Then, what are the thoughts of God? Particularly, beyond mere curiosity, I have to wonder what does God thinks of me. We need only look at the teachings of our father Founder and our personal experience to realize that the most Holy Trinity, our true Father, true Brother and true Friend, are thinking of only one thing for me:

To deny myself, to take up my cross (which is very much the same thing), and follow Jesus.

The truth is that happiness is ours only when we love and when we see that we are making a difference in the lives of others. This is our victory together with Christ, to give a testimony. Visible fruits, conversions and our own change will be the work of the Holy Spirit, with our modest cooperation and according to His plan sand His time. Jesus himself left us his example of how to deal with temptations and the conflicts of our passions. It suffices to follow him. He does not compromise his fidelity to the Father and to His Reign, and he remains faithful even to giving his life. It was precisely thus that he came to the fullness of life in the Resurrection.

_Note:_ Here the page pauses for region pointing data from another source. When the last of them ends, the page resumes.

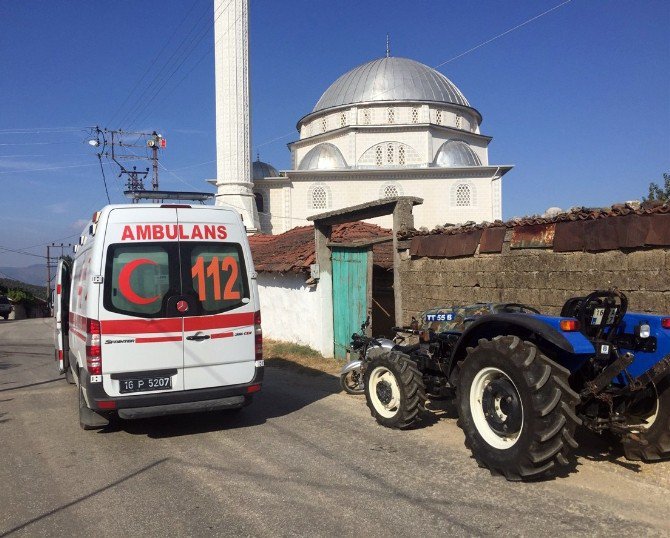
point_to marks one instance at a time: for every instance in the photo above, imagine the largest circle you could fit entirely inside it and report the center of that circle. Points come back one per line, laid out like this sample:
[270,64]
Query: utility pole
[119,145]
[54,264]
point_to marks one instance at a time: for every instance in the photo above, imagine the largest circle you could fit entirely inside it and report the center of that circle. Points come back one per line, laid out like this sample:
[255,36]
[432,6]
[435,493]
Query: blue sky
[578,100]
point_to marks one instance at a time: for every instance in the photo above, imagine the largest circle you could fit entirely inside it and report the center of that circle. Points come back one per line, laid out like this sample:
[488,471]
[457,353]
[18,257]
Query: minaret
[233,141]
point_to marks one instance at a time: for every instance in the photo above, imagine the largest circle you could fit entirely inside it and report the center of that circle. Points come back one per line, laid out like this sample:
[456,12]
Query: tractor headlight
[643,330]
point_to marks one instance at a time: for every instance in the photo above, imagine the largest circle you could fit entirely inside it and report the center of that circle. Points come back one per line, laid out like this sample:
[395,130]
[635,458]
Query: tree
[658,192]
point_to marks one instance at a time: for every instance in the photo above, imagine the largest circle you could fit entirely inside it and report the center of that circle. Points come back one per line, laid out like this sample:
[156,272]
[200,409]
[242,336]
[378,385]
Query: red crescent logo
[124,282]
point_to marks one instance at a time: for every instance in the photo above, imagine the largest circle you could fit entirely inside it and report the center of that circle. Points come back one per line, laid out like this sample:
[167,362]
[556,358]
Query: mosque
[390,127]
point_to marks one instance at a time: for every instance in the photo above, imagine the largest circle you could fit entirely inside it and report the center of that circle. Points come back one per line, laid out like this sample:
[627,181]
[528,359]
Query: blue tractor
[523,382]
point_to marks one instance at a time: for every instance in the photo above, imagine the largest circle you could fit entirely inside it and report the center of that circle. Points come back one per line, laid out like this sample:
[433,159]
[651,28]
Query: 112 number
[213,271]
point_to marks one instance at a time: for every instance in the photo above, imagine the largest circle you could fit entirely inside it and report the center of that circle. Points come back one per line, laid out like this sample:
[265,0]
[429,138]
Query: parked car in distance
[5,307]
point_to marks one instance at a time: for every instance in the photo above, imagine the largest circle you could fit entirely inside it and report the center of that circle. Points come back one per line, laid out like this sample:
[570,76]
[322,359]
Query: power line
[153,62]
[21,252]
[503,33]
[143,100]
[174,71]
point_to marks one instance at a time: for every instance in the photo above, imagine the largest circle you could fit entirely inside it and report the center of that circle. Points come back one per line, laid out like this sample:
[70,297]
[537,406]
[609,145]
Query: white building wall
[437,209]
[289,310]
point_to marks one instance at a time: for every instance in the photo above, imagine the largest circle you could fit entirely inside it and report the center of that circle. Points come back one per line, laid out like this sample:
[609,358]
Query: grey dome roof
[260,170]
[454,153]
[322,157]
[390,79]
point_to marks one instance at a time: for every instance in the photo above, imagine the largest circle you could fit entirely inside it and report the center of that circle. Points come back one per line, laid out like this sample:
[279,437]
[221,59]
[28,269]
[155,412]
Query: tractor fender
[542,327]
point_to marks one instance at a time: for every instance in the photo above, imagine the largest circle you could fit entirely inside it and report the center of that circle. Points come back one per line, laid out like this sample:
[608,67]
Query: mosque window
[463,195]
[319,197]
[259,202]
[390,190]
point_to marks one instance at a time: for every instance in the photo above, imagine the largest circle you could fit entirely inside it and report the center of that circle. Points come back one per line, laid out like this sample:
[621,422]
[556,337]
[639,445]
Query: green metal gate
[350,294]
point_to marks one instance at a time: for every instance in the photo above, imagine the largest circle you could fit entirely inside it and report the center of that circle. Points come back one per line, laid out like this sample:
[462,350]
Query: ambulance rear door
[141,328]
[219,338]
[61,307]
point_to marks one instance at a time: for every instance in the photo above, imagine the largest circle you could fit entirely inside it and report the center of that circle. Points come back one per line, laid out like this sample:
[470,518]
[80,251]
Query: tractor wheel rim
[496,408]
[384,392]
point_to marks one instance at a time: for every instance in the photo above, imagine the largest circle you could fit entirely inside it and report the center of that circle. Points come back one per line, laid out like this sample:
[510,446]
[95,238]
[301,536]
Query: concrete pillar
[325,288]
[233,141]
[403,219]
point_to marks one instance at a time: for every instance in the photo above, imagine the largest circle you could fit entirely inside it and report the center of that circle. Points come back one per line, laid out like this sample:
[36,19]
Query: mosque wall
[540,278]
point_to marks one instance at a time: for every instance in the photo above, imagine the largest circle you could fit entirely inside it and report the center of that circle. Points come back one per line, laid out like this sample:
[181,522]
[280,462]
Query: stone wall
[539,278]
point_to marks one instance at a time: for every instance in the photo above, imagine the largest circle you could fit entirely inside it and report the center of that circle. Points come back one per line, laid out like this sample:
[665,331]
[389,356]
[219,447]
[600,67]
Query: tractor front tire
[516,409]
[652,440]
[394,390]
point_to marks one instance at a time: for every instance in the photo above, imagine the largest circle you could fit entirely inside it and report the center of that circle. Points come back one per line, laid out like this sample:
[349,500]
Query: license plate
[144,384]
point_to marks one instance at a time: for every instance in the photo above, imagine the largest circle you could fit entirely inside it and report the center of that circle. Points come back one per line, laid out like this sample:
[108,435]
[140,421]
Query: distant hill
[9,284]
[32,274]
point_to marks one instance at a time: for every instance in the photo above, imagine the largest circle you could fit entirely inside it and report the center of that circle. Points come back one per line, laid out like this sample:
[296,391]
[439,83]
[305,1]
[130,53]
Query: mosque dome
[455,153]
[323,157]
[260,170]
[390,79]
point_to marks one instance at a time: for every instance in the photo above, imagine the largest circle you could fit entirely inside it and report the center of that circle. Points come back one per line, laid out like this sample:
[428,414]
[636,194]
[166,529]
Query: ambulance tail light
[258,334]
[93,348]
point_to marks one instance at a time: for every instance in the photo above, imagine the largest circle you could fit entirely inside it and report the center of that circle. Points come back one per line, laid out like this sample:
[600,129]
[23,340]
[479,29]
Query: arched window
[378,155]
[463,195]
[319,197]
[260,207]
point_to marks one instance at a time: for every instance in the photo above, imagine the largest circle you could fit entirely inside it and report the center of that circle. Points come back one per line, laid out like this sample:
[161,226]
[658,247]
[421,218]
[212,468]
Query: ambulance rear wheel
[69,376]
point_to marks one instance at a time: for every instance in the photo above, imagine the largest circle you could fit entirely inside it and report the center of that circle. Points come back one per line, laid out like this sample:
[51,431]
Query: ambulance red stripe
[221,321]
[154,339]
[222,335]
[173,325]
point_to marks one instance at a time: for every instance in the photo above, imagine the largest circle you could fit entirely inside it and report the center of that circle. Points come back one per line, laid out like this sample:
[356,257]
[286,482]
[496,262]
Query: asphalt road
[303,459]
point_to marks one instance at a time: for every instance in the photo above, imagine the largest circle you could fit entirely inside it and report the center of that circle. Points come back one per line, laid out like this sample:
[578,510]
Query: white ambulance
[162,313]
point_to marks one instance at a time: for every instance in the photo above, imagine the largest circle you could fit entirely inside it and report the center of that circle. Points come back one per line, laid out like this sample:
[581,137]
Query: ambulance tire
[69,376]
[89,419]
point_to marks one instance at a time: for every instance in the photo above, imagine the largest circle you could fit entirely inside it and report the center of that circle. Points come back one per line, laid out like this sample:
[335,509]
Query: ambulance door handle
[198,337]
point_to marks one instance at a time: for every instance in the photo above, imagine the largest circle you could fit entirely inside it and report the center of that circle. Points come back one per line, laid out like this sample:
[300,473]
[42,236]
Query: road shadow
[284,391]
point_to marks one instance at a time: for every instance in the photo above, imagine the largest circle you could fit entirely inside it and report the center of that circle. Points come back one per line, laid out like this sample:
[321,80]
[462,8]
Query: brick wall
[540,278]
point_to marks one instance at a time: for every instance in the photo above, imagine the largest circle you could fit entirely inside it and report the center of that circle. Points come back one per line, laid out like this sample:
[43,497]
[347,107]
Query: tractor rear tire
[516,409]
[394,390]
[653,440]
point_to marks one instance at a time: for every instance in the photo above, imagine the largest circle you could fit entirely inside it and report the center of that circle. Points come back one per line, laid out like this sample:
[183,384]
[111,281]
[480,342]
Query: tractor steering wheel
[613,304]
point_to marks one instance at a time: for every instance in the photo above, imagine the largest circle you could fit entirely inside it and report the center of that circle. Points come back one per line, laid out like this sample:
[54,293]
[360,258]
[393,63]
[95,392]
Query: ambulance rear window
[218,275]
[137,279]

Ironically, we also have the “ability” of cooperating with the devil (and we often use it!)

What he does when people are tempted is to begin to get their focus stronger and stronger on the one thing that he wants them to do. And so he fills their minds with that thing that they do not realize that they have bracketed out Christ in their life. How is this going to affect me? How is it going to affect the people around me? What’s this going to do for me tomorrow? Is this going to benefit me, or destroy me? How’s this going to affect my future? And so he gets us down to thinking only on the one thing: what do I want at this point? What do I need at this point? How can this gratify me now? This is just an example of our sad encounters with the devil.

Many times we repeat that we need a personal conversion or a personal encounter with God.   This was the case of Jeremiah.  He fell in love with the Lord: You have seduced me, Lord, and I have let myself be seduced; you have overpowered me: you were the stronger.  So falling in love with God and encountering His beauty is a pre-requisite to proclaiming the Gospel of joy.

Typically, in our meditations we overlook today’s last sentence of Jesus: The Son of Man will come with his angels in his Father’s glory, and then he will repay everyone according to his conduct. Again, maybe we are somehow victims of secularism, the ways of thinking and the lifestyles of the world. We do not tend to think of Heaven, our true and eternal home. We remain in the events of life, which can be trivial, tragic, and even monumental in nature, but the events themselves have little power. Instead, we should keep in mind these words of our father Founder, Fernando Rielo:

I look at the world and I see eternity. I eternalize all the acts in my life. I would like all of them to be eternal, that any single act, even the least of them, would endure in the permanent memory and the life of generations to come (FEB 25, 1973).

Adorn yourselves with the attributes symbolically expressed by the Beatitudes, which are the certificates of your eternity (DEC 5, 1981).

Yes, this life is about the meaning of eternal life. This life only makes sense in the context of heaven. That is for basically all of us, whether we are Christian or not. Eternity has been encrusted, like a precious jewel, into our hearts (Ecclesiastes 3:11).